IBM has chosen Sao Paulo as the sixth global location for its specialized software and services laboratories known as “Hipods” or high-performance on-demand solutions facilities, which focus on resolving large-scale computing issues for IBM customers, including eBay and Google.
IBM opened the multimillion-dollar Brazilian lab Tuesday. The lab will be linked to five existing Hipods worldwide: IBM’s central Hipod facility in its Santa Teresa lab in San Jose, Calif., and Hipod satellite operations in Beijing; Bangalore, India; Yamato, Japan; and Hursley, United Kingdom.
Although IBM won’t put a precise financial figure on its Hipod investments, the company did give some sense of the labs’ combined computing power. Together, the six Hipods contain more than 1,000 servers, draw on more than 20 terabytes of data and employ more than 200 staff, according to Kristof Kloeckner, vice president of strategy and technology for IBM’s software group.
Researchers in the six Hipods can collaborate virtually with each other using grid computing to quickly form project teams and assign server, software and storage resources for a particular project. They can use their pooled resources to simulate customers’ IT environments or a particular computing issue a large user is trying to resolve.
When IBM set up its first Hipod four to five years ago, it was to create a team to build knowledge around how best to configure and build high-volume websites like online auction site eBay, Kloeckner said. EBay has been a major customer for IBM, first in the United States and more recently in China, turning to the Hipods for advice on how to scale up its worldwide operations to serve 200 million users.
Over time, the Hipods teams have widened their focus to other areas including process automation, virtualization and approaches to service-oriented architecture (SOA). For instance, the lab researchers have come up with a Web-based service to determine how SOA-based workloads perform when used by businesses such as those in banking, travel and insurance.
In India, the Bangalore Hipod researchers built a service delivery platform for local mobile phone operator Bharti Airtel to help the rapidly growing carrier handle the addition of 1 million new customers per month, Kloeckner said. Other IBM customers that have also worked with Hipods include Ford, Gap, the New York Stock Exchange, Visa International Service Association and Whirlpool.

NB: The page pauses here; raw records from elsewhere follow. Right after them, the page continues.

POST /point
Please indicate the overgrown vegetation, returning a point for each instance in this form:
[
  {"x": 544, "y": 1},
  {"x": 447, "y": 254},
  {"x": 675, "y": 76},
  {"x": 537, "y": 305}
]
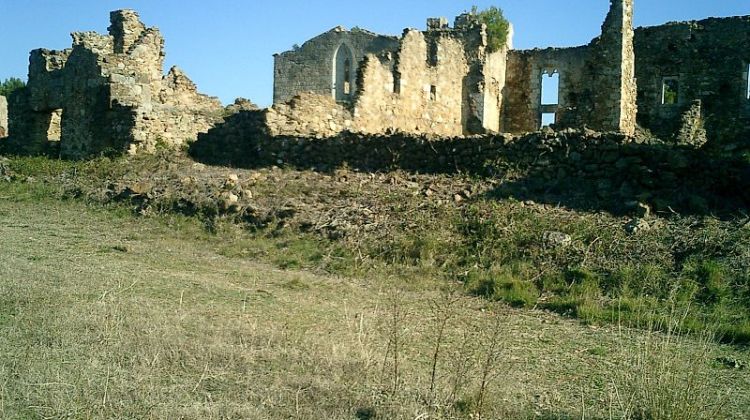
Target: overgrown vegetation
[
  {"x": 10, "y": 85},
  {"x": 104, "y": 314},
  {"x": 353, "y": 224},
  {"x": 498, "y": 27}
]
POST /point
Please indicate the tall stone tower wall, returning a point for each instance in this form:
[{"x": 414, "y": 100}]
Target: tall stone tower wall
[{"x": 613, "y": 72}]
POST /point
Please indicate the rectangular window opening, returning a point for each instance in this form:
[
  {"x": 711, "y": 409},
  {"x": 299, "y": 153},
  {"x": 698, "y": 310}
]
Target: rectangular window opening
[
  {"x": 551, "y": 88},
  {"x": 670, "y": 92},
  {"x": 548, "y": 118},
  {"x": 54, "y": 131}
]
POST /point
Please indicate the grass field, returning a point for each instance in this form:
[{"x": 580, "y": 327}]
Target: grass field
[{"x": 107, "y": 315}]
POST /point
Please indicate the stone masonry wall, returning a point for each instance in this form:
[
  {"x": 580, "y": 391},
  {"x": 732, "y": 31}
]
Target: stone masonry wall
[
  {"x": 597, "y": 84},
  {"x": 3, "y": 116},
  {"x": 108, "y": 92},
  {"x": 310, "y": 68},
  {"x": 709, "y": 59},
  {"x": 308, "y": 115},
  {"x": 612, "y": 71},
  {"x": 593, "y": 166},
  {"x": 425, "y": 97},
  {"x": 439, "y": 82},
  {"x": 523, "y": 94}
]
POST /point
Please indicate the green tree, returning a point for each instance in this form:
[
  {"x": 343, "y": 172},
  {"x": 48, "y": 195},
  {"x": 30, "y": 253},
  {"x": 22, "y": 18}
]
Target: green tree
[
  {"x": 8, "y": 86},
  {"x": 497, "y": 26}
]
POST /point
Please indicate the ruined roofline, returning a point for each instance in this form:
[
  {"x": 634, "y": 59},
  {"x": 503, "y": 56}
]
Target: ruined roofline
[
  {"x": 462, "y": 23},
  {"x": 338, "y": 29},
  {"x": 704, "y": 21}
]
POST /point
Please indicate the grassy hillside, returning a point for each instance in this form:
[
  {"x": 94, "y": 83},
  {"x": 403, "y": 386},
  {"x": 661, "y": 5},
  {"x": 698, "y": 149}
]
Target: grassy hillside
[
  {"x": 601, "y": 268},
  {"x": 104, "y": 314},
  {"x": 279, "y": 293}
]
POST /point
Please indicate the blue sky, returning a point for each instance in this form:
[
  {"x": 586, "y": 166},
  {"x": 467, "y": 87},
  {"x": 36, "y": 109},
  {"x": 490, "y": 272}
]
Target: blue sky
[{"x": 226, "y": 46}]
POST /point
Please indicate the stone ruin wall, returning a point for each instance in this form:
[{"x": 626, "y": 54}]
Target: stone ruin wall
[
  {"x": 414, "y": 92},
  {"x": 3, "y": 117},
  {"x": 709, "y": 59},
  {"x": 596, "y": 84},
  {"x": 439, "y": 82},
  {"x": 523, "y": 95},
  {"x": 612, "y": 72},
  {"x": 303, "y": 70},
  {"x": 108, "y": 92}
]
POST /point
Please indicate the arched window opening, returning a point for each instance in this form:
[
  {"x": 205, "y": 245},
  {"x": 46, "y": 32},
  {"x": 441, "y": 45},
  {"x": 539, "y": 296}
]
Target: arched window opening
[{"x": 343, "y": 74}]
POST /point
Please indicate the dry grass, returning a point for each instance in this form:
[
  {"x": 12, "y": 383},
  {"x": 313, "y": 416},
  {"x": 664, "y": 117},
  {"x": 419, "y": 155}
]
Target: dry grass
[{"x": 105, "y": 315}]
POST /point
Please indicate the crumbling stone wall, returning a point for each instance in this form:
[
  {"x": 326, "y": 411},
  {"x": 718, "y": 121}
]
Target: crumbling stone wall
[
  {"x": 308, "y": 115},
  {"x": 597, "y": 84},
  {"x": 709, "y": 59},
  {"x": 523, "y": 95},
  {"x": 3, "y": 116},
  {"x": 612, "y": 72},
  {"x": 592, "y": 166},
  {"x": 108, "y": 92},
  {"x": 442, "y": 82},
  {"x": 412, "y": 94},
  {"x": 311, "y": 67}
]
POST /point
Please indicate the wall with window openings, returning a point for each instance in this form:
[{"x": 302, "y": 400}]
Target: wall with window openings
[
  {"x": 707, "y": 60},
  {"x": 327, "y": 64}
]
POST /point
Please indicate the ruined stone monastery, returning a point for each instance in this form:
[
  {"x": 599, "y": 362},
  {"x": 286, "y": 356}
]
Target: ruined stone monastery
[{"x": 108, "y": 92}]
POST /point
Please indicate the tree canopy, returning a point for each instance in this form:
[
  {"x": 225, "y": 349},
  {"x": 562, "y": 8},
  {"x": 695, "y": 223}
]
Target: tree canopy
[
  {"x": 497, "y": 26},
  {"x": 8, "y": 86}
]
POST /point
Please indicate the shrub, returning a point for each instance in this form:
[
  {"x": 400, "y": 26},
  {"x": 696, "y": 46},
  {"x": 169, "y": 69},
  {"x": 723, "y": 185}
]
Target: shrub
[
  {"x": 498, "y": 27},
  {"x": 504, "y": 287},
  {"x": 9, "y": 86},
  {"x": 667, "y": 375},
  {"x": 712, "y": 280}
]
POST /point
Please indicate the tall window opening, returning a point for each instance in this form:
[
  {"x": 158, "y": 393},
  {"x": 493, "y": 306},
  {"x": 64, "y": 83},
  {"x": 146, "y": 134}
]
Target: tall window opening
[
  {"x": 347, "y": 77},
  {"x": 550, "y": 100},
  {"x": 551, "y": 88},
  {"x": 54, "y": 130},
  {"x": 343, "y": 74},
  {"x": 670, "y": 90}
]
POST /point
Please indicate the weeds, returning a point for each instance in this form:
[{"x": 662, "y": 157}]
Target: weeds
[{"x": 666, "y": 374}]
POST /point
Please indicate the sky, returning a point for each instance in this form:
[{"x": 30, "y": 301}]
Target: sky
[{"x": 227, "y": 46}]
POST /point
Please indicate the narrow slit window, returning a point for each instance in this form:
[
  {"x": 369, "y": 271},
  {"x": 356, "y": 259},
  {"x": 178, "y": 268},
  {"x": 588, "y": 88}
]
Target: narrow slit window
[
  {"x": 548, "y": 118},
  {"x": 347, "y": 77},
  {"x": 670, "y": 92}
]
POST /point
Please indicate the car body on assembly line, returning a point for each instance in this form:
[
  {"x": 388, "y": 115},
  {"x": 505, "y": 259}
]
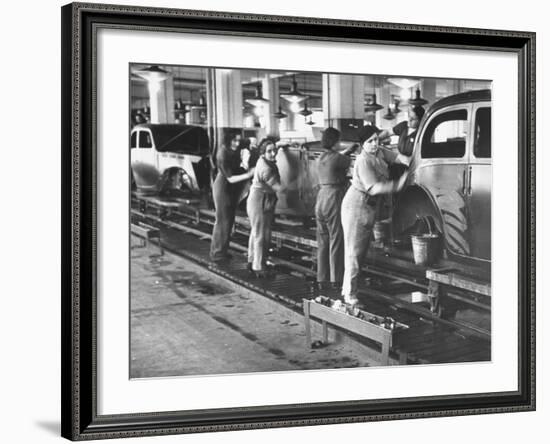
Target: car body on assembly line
[
  {"x": 167, "y": 157},
  {"x": 450, "y": 176}
]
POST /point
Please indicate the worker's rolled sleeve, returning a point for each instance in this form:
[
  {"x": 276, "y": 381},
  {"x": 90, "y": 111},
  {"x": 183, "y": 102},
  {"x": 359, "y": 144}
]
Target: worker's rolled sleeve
[{"x": 369, "y": 170}]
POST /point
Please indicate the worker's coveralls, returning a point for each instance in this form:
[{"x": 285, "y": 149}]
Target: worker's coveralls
[
  {"x": 260, "y": 207},
  {"x": 332, "y": 169},
  {"x": 358, "y": 216},
  {"x": 225, "y": 197}
]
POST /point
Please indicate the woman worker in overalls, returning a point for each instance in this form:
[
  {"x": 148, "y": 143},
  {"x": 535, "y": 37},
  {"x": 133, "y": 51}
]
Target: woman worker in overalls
[
  {"x": 332, "y": 168},
  {"x": 360, "y": 205},
  {"x": 225, "y": 191},
  {"x": 260, "y": 206},
  {"x": 406, "y": 131}
]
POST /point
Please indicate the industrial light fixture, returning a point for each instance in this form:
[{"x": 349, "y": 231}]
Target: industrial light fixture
[
  {"x": 153, "y": 73},
  {"x": 418, "y": 101},
  {"x": 279, "y": 114},
  {"x": 396, "y": 109},
  {"x": 258, "y": 100},
  {"x": 181, "y": 107},
  {"x": 305, "y": 111},
  {"x": 294, "y": 96},
  {"x": 372, "y": 106},
  {"x": 389, "y": 115},
  {"x": 201, "y": 105},
  {"x": 403, "y": 83},
  {"x": 247, "y": 111}
]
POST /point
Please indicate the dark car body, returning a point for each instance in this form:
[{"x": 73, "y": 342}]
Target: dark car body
[{"x": 450, "y": 175}]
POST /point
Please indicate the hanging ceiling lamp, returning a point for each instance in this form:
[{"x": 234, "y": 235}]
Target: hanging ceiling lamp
[
  {"x": 418, "y": 101},
  {"x": 403, "y": 83},
  {"x": 181, "y": 107},
  {"x": 389, "y": 115},
  {"x": 372, "y": 106},
  {"x": 305, "y": 111},
  {"x": 258, "y": 100},
  {"x": 153, "y": 73},
  {"x": 248, "y": 110},
  {"x": 201, "y": 105},
  {"x": 279, "y": 114},
  {"x": 396, "y": 109},
  {"x": 294, "y": 96}
]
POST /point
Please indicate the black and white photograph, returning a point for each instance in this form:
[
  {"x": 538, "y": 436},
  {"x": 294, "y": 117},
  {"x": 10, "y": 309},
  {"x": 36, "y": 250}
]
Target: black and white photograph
[{"x": 302, "y": 220}]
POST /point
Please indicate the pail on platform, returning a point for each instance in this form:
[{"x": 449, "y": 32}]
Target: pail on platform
[
  {"x": 426, "y": 248},
  {"x": 381, "y": 231}
]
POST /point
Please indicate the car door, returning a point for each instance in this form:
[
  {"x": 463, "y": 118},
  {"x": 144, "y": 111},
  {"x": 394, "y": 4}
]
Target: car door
[
  {"x": 144, "y": 159},
  {"x": 480, "y": 181},
  {"x": 442, "y": 171}
]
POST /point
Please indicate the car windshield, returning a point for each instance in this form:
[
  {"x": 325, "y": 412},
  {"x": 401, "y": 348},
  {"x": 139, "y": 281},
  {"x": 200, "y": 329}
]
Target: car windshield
[{"x": 181, "y": 139}]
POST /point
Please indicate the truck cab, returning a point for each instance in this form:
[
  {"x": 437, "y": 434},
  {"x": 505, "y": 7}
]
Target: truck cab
[{"x": 169, "y": 157}]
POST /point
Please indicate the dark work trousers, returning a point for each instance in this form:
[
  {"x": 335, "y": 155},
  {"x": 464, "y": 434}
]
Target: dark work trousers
[
  {"x": 260, "y": 207},
  {"x": 330, "y": 236},
  {"x": 225, "y": 197}
]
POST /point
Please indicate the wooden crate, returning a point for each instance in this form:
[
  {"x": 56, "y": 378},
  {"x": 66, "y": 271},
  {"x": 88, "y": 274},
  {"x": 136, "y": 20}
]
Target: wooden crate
[{"x": 369, "y": 327}]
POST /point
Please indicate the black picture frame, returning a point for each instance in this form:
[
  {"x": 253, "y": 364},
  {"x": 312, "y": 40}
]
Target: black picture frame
[{"x": 80, "y": 420}]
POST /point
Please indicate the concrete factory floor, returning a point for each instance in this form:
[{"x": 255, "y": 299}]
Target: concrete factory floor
[{"x": 187, "y": 321}]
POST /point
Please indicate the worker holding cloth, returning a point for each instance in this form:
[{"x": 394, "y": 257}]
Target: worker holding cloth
[
  {"x": 225, "y": 192},
  {"x": 332, "y": 168},
  {"x": 406, "y": 131},
  {"x": 260, "y": 206},
  {"x": 361, "y": 202}
]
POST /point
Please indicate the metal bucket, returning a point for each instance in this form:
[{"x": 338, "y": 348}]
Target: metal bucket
[
  {"x": 426, "y": 248},
  {"x": 381, "y": 231}
]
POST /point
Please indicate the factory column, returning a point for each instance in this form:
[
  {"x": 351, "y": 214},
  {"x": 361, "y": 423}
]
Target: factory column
[
  {"x": 343, "y": 103},
  {"x": 270, "y": 89},
  {"x": 227, "y": 100},
  {"x": 161, "y": 96},
  {"x": 160, "y": 85}
]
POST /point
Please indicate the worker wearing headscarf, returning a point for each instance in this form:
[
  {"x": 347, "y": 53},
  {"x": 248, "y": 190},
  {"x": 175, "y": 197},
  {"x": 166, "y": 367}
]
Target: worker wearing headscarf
[
  {"x": 332, "y": 168},
  {"x": 225, "y": 192},
  {"x": 360, "y": 205},
  {"x": 260, "y": 206},
  {"x": 406, "y": 132}
]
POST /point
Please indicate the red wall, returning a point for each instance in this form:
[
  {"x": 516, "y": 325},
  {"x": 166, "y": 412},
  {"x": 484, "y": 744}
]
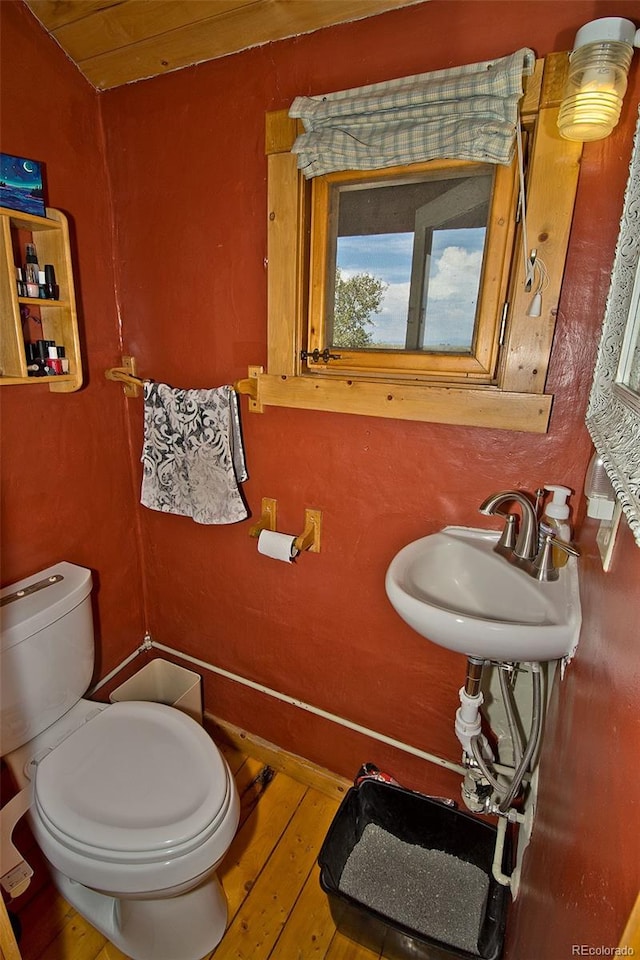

Brazil was “the obvious choice” for a Latin American Hipod given the country’s size, Kloeckner said, and also continues the vendor’s investment in Brazil.
IBM has identified five emerging markets it dubs the BRICK countries—Brazil, Russia, India, China and South Korea—as specific nations where it’s keen to invest multimillions of dollars to attract more local customers and partners. Last year, IBM moved its Latin American headquarters from Miami to Sao Paulo. Kloeckner pointed out that IBM’s planned US$740 million acquisition of industrial asset management software vendor MRO Software announced last month will net the company an additional 40- to 50-person team in Brazil.
As to where IBM might plan to put a seventh Hipod, the “next logical move” would be Central Europe, Kloeckner said. Although no decisions have been made yet, the vendor may look to establish a Hipod in either Poland or Russia in the coming years, he added.